عنوان مقاله [English]
Customer segmentation (CS) is one of the most important aspects of customer relationship management. Machine learning (ML) algorithms for solving pattern recognition problems are often only successful if the available data are preprocessed based on appropriate feature selection. The feature selection process can be considered as a problem of global combinatorial optimization in ML. It can help to reduce the total number of features and to remove irrelevant and redundant data. Feature selection has received considerable attention in various areas where thousands of features are available. The main goal of feature selection is to identify a subset of features that are most informative, and, therefore, most predictive, for a given response variable. Finding an optimal feature subset is usually hard to control and many problems related to feature selection have been shown to be NP-hard. Successful implementation of feature selection not only provides important information for
segmentation, but also reduces computational and analytical efforts for the analysis of high-dimensional data. Optimal segmentation based on related features can help to develop marketing strategies more accurately through spending resources effectively.

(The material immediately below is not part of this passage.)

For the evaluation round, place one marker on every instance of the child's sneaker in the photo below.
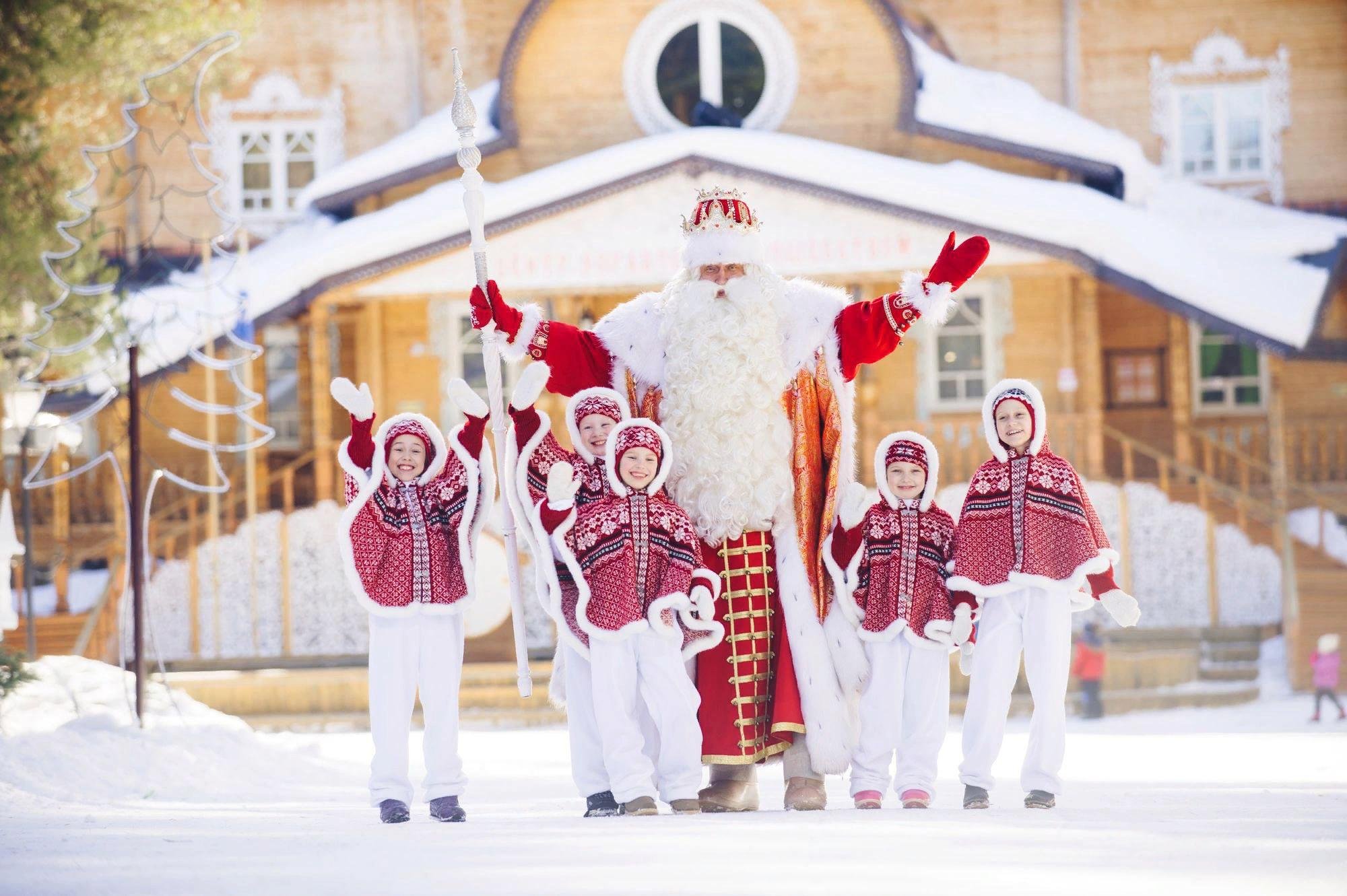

However, the creation of a customer segmentation system (CSS) that has, simultaneously, both low complexity and optimal segmentation abilities, is a difficult task due to the large number of possible features. Although segmentation methods are popularly used, they cannot be useful unless irrelevant features are removed, because irrelevant features will present inappropriate CS and create poor results. Thus, the purpose of this paper is to present a hybrid intelligent CSS (HICSS) that is computationally efficient and optimal. At first, a pruned regression tree (PRT) is designed for optimal feature selection. However, performing appropriate feature selection is a hard job and there is no general applicable method available. Then, a self-organizing map (SOM) is developed to determine the optimal number of features based on the Davies-Bouldin Index. To measure the model, an insurance company dataset has been employed. The obtained results
show that the PRT removes 93% of available features in this way, considerably reducing computation costs. In addition, the validation results show that the HICSS based on SOM has differentiated clusters very accurately. So, customers of the considered product have been segmented into 24 clusters and can simply spend marketing resources to attract similar customers to the best cluster customers.